There is a reason that Hofstadter’s concepts of status anxiety and paranoia as the driving forces behind American conservatism have survived their scholarly debunking and become part of the liberal worldview. They amount to the biggest psychological projection in American intellectual life, starting with Hofstadter himself, who as a Jewish scholar at then anti-Semitic Columbia must have been constantly plagued by both mental conditions.

Today status anxiety and paranoia are entrenched on the liberal side. It is the status anxiety of young editors, reporters, and producers, working in a collapsing profession, that is behind the generational combat that has driven the media to the far Left. And even the fevered fantasies of the QAnon conspiracy movement struggle to match what is now an established sensibility in liberal circles—what Hofstadter, thinking of the Right, famously dubbed “the paranoid style in American politics”—in which Trump and his followers will lead the country into economic chaos, an authoritarian state, concentration camps, nuclear or climate-change holocaust.

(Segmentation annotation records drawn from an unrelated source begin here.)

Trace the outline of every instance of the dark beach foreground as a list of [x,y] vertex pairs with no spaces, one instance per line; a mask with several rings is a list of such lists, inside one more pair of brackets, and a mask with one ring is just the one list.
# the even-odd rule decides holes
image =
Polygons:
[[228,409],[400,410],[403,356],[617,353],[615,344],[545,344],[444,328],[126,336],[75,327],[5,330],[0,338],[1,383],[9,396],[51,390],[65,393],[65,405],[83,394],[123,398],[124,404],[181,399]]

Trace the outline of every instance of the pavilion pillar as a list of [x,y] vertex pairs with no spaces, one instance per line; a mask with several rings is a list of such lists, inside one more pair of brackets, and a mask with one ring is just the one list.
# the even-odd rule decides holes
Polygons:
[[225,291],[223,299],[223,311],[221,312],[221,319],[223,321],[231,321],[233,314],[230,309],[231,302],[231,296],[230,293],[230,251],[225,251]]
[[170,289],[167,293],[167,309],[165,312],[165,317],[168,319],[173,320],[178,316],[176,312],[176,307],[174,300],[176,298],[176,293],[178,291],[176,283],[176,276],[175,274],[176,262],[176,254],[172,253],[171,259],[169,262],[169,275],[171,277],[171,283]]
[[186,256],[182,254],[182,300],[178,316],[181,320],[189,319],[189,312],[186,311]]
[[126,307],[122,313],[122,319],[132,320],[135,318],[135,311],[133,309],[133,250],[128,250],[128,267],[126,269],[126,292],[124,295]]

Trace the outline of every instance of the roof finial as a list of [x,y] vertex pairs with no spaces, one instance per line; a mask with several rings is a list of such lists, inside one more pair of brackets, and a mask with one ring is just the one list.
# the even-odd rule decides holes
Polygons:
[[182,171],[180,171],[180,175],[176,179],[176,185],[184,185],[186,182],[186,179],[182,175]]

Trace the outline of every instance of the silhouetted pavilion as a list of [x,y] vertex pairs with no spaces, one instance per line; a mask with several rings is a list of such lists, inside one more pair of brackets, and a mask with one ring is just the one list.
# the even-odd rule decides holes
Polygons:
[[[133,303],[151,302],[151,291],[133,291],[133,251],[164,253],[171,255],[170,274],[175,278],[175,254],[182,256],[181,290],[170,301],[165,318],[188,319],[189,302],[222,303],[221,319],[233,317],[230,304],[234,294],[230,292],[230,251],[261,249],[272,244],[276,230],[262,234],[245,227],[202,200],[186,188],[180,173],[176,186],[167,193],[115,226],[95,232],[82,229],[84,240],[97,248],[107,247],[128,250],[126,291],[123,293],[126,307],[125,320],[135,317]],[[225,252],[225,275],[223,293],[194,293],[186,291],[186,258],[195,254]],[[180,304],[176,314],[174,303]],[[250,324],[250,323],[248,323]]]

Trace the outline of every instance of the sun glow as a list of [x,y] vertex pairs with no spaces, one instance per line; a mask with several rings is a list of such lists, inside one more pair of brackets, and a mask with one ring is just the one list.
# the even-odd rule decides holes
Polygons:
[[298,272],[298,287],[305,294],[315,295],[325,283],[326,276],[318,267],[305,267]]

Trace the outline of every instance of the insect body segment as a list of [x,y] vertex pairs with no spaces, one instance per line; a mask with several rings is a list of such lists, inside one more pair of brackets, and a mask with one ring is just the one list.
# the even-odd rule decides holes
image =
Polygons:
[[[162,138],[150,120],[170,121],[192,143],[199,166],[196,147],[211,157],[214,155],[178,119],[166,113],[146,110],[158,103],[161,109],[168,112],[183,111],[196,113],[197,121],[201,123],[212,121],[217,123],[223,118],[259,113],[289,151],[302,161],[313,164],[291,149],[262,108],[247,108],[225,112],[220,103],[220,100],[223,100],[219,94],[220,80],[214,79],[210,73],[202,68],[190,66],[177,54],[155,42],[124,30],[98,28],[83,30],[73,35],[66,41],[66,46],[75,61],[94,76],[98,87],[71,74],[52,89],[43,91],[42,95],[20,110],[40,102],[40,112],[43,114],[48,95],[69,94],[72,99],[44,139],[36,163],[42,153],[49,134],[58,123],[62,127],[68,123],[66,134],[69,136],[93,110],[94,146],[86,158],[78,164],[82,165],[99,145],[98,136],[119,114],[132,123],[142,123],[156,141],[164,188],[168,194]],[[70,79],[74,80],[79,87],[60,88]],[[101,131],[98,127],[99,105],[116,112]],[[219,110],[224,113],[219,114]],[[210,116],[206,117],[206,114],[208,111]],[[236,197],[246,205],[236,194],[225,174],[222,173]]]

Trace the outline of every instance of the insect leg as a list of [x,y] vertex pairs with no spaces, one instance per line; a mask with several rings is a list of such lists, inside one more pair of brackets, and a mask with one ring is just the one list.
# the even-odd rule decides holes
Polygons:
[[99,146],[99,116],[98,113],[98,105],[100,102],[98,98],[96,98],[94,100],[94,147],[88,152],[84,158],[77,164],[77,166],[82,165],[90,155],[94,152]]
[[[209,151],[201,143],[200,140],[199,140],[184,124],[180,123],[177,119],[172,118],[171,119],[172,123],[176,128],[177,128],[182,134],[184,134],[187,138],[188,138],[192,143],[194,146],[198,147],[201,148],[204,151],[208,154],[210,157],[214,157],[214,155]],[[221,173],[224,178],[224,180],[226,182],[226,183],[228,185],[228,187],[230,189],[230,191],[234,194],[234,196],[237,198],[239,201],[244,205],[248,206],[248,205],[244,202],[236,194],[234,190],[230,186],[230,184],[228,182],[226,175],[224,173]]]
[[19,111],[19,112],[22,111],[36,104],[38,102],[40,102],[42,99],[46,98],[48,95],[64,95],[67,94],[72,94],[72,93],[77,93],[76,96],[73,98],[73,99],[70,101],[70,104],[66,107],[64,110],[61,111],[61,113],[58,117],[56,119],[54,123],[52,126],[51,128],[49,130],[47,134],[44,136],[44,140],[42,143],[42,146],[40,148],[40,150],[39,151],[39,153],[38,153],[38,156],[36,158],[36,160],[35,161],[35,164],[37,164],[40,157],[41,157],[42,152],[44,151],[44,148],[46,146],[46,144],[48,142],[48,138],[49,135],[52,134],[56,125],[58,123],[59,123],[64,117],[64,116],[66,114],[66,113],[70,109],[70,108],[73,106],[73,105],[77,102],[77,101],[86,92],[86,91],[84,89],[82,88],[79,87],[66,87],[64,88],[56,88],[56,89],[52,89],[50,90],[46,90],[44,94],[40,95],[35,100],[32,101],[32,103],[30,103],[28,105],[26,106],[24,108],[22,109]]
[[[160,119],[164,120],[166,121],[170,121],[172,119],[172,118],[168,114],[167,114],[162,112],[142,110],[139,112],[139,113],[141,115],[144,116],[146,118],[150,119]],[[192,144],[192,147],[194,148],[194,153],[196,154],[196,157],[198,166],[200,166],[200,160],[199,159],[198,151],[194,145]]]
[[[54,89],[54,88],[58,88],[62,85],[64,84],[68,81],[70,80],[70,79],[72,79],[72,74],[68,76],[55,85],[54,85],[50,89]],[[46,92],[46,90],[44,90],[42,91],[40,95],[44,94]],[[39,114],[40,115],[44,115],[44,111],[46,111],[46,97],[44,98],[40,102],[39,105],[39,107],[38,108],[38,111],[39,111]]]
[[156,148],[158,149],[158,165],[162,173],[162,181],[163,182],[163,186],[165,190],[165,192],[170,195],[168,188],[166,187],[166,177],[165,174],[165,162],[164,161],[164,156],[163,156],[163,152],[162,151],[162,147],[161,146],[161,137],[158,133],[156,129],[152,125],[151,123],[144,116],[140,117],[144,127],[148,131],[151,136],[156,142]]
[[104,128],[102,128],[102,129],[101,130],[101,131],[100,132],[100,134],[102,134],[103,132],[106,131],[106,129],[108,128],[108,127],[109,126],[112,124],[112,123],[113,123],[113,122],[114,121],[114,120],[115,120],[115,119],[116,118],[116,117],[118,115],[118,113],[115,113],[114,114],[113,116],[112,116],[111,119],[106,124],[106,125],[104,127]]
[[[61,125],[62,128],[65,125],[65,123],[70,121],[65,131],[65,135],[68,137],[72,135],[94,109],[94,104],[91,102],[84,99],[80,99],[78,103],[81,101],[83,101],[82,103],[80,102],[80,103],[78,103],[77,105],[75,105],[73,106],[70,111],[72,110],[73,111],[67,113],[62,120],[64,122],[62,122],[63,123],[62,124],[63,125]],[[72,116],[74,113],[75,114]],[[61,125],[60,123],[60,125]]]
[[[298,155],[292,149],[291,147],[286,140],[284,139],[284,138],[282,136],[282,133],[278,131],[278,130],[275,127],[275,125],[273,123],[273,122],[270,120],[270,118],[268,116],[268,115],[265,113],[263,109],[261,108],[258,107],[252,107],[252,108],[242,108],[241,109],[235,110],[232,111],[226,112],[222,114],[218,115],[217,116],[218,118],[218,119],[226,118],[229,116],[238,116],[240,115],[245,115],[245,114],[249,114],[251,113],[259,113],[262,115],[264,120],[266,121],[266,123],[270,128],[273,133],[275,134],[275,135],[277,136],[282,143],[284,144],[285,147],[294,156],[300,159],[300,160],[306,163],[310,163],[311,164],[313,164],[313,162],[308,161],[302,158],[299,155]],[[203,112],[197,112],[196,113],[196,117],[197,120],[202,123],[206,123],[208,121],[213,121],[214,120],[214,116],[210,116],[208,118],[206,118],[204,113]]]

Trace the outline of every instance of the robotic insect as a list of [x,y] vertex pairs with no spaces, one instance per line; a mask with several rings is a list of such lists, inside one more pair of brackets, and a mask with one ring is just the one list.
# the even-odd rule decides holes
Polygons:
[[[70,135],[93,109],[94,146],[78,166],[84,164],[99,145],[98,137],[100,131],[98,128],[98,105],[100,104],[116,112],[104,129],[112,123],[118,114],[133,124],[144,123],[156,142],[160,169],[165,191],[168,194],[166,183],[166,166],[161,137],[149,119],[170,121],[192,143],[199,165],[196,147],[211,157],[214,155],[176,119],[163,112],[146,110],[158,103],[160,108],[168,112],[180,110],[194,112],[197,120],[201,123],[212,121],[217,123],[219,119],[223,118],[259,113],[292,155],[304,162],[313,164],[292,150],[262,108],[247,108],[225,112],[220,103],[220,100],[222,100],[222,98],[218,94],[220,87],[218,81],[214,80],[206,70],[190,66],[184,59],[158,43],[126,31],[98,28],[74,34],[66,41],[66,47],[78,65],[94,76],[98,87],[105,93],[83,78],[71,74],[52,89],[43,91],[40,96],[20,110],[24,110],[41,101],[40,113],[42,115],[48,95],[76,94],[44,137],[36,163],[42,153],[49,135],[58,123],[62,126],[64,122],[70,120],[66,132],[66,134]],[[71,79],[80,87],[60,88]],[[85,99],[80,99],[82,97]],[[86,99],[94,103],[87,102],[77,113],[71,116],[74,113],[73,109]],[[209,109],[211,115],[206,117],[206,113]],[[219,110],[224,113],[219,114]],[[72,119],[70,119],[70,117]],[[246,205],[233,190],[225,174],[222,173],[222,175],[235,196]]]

Instead, the Trump administration poured billions of dollars into what became the successful development of Covid-19 vaccines, even as the New York Times was virtually accusing Trump of murder, proclaiming that a vaccine would take ten years to develop, and recklessly speculating about 2.2 million deaths in the U.S. Such paranoia was a misperception—or calculated distortion—of reality that has made liberals’ status anxiety, and their obsessive pathologizing of the other side in an attempt at self-therapy, all that much worse.